Долго стоял на пригорке, глядя на седой тополь. Тонкие и толстые сучья – до ствола в наметах куржака, как в иглистом серебре, сухо пощелкивали.
«Эх-хе-хе, горюшко людское, – подумал Филя. – Не выдрать тебя из земли, не изничтожить. Тятенька жил так, а меня вот кувырнуло вверх тормашкой: в колхоз записался. В коммунию попер, якри ее. А што поделаешь?»
II
Из города вернулся Демид в леспромхоз.
Лохматая тайга встретила Демида пахучестью хвойного леса, работящим народом, перепевами зубастых пил, вкусными щами в орсовской столовке, и что самое интересное, Демид сразу стал самостоятельным парнем. Никто не попрекал его куском хлеба – он ел свой.
Тайга, тайга!..
Близкая и таинственная, она звала к себе юное сердце Демида, будоражила кровь, и он, забывая обо всем на свете, работал с лесорубами, довольный собственными, хотя и небогатыми, получками зарплаты. Вернулся он из города возмужалым, рослым и стал работать по сплаву леса. Беспокойный и бесстрашный, неломкий в трудных переплетах, рыскал он по таежным рекам месяцами, подгоняя хвосты молевого сплава. Как-то по мартовской ростепели навестил Демида отец на дальнем лесопункте Тюмиль. Демид жил в бревенчатом бараке, в самом конце, в отгороженной досками клетушке. «Чистый свинарник», – отметил Филимон Прокопьевич, втискиваясь в клетушку.

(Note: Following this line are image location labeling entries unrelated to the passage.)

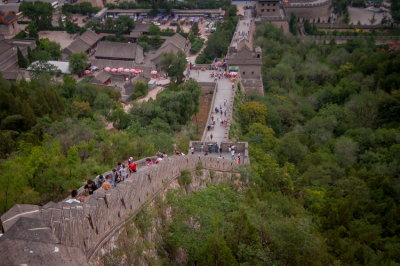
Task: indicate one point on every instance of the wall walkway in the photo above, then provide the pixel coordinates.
(62, 233)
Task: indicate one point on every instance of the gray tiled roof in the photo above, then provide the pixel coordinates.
(122, 51)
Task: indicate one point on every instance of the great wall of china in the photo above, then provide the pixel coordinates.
(73, 234)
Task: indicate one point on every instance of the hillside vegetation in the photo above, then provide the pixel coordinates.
(323, 185)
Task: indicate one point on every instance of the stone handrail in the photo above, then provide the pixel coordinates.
(83, 227)
(308, 4)
(210, 112)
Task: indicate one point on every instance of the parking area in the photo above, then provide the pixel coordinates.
(62, 37)
(366, 16)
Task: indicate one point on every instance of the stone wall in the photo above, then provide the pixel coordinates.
(77, 231)
(310, 11)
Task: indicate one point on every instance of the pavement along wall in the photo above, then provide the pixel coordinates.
(61, 233)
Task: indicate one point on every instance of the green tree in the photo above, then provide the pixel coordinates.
(395, 11)
(121, 120)
(72, 27)
(103, 103)
(293, 28)
(154, 29)
(195, 29)
(139, 89)
(32, 30)
(39, 12)
(22, 62)
(42, 67)
(123, 24)
(174, 65)
(216, 252)
(78, 63)
(252, 112)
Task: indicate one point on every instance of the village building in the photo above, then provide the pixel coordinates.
(248, 60)
(139, 30)
(172, 44)
(268, 8)
(9, 58)
(117, 55)
(7, 23)
(85, 43)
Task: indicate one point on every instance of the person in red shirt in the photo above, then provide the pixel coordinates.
(132, 167)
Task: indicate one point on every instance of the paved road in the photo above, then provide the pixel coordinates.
(223, 98)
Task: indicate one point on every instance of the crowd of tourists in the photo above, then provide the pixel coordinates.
(117, 175)
(217, 149)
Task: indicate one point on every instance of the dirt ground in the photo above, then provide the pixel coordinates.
(62, 37)
(200, 119)
(152, 94)
(364, 16)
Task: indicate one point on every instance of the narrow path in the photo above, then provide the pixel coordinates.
(223, 99)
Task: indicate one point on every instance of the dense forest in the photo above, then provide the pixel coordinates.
(53, 135)
(323, 185)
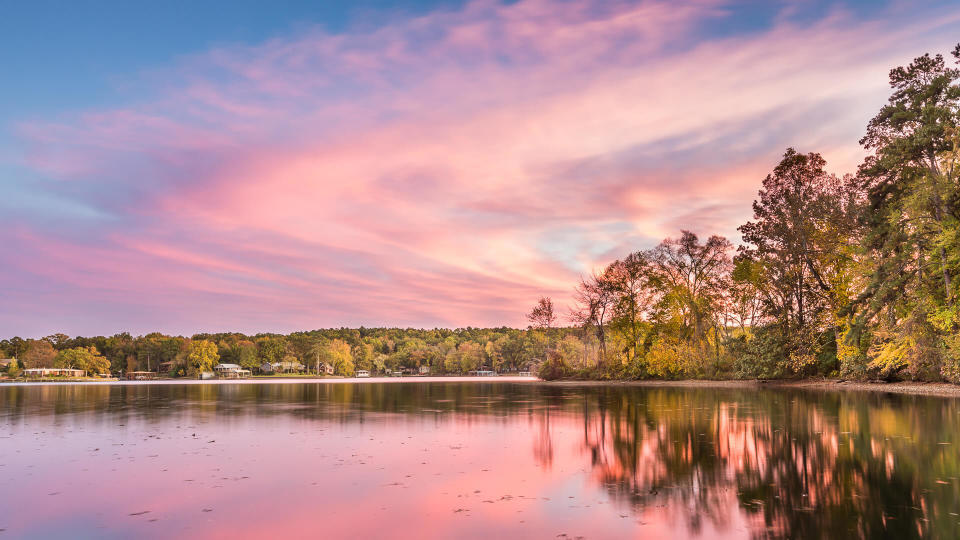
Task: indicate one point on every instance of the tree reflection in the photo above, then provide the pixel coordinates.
(789, 464)
(796, 465)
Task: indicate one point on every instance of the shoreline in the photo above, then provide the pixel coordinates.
(904, 388)
(939, 389)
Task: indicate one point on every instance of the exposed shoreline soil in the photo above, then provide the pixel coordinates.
(915, 388)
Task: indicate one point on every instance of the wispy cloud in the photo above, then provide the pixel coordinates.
(439, 170)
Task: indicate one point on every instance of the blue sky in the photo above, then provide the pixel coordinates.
(253, 166)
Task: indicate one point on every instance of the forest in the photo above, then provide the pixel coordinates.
(849, 276)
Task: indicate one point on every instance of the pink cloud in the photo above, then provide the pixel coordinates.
(445, 169)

Застал сына за скудным обедом. На голом столе картошка в кожуре, щепотка соли, кирпичина черного хлеба, медный, прокоптелый на кострах чайник и алюминиевая кружка вся во вмятинах. Стены проконопачены мхом. Деревянный топчан накрыт серым одеяльцем, вместо подушки – комом свернутая телогрейка. На стене брезентовый дождевик с обтрепанными рукавами, нагольный полушубок, да еще ружье – «из дорогих, должно, бескурковое. Стоящую премию цапнул».
Единственное окно с одинарной рамой оледенело снизу доверху.
– Эх-хе-хе, постная у тебя житуха, Демид. – Филимон Прокопьевич оглянулся, куда бы сесть. Две чурки, на чурках доска неструганая. Демида только что назначили прорабом. И он жил тут же, на лесосеке, не покидая своего участка. – Вроде в начальниках ходишь, а выгляд копеечный.
– Не жалуюсь.
– Оно так. Поди, весь заработок на займы отдаешь?
– Сколько полагается, отдаю.
– Одичал, вижу. Рубаха-то с грязи ломается.
Демид перемял широкими плечами:
– Тут ведь тайга, папаша. Всяко приходится жить.
– Оно так. И холодом, и голодом, а мильенами ворочаете. Лес-то куда турите? За границу? Эге! Кто-то греет руки на нашем нищенстве.
– Кто же это греет? – Синева Демидовых глаз скрестилась с отцовской хитринкой.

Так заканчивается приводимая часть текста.